Tom Pidcock wins second stage of the 2025 AlUla Tour (Eurosport)

After Pidcock's stage win yesterday, teammate Frederik Frison had some words for all those who doubted the Brit signing with the second-tier team.

Frison — who we're contractually obliged to remind you is the peloton's premier Peter Sagan impressionist, and missed last year's classics after suffering "quite extensive damage to private parts" in a dog attack — told Het Nieuwsblad the AlUla Tour victory had seen the "critics silenced a bit" after the transfer was "criticised by some".

Stage three should be a sprint. We'll bring you anything worth knowing a bit later on once things heat up. For now, there's about 130km of fairly boring-looking pre-sprint rolling to be done.

09:58
Triathlon specialist Quintana Roo unveils new "all speed" aero road bike — and it's actually quite reasonably priced

If you need to read about a new bike to take your mind off all this TNT stuff...

2025 Quintana Roo Service Course aero road bike - blue

> Triathlon specialist Quintana Roo unveils new "all speed" aero road bike — and it's actually quite reasonably priced

09:33
Watching cycling on TV in the UK — what's changing and when?
TNT Sports (credit: TNT Sports)

Here's your 60-second cheat sheet for everything we've learnt this week.

TNT Sports is closing Eurosport down in the UK and Ireland, integrating all the channel's content onto its main TNT channels. As a result, cycling fans will no longer be able to simply purchase the cheaper £6.99 monthly subscription to watch racing and will have to buy a £30.99-a-month premium discovery+ sub.

That £30.99 is a monthly fee and there is no annual or six-month savings available either. In short, if you want to watch bike racing it's going to cost £371.88-a-year. That's considerably more (443 per cent more, in fact) than the £83.88-a-year your old £6.99 sub would have cost. Oh, and that's before taking into account you could get it cheaper buying an annual pass or via various promotions.

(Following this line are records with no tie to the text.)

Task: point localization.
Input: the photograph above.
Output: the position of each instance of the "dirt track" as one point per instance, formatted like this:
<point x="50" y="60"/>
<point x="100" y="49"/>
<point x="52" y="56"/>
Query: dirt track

Eurosport will be integrated to TNT Sports on 28 February, after which point the channel will close in the UK and Ireland, although it will continue elsewhere in Europe. TNT Sports says the move is about consolidating all its sports content on one platform, making it simpler for viewers and growing smaller sports by broadcasting them adjacent to larger, more popular sports such as Premier League football fixtures. TNT also believes it will take cycling coverage to the next level.

The bottom line for fans who only want to watch cycling is that for the same races (bar the women's Giro d'Italia which has been added to TNT Sports' rights for 2025 and wasn't previously available on Eurosport), you'll be paying a hell of a lot more to watch them.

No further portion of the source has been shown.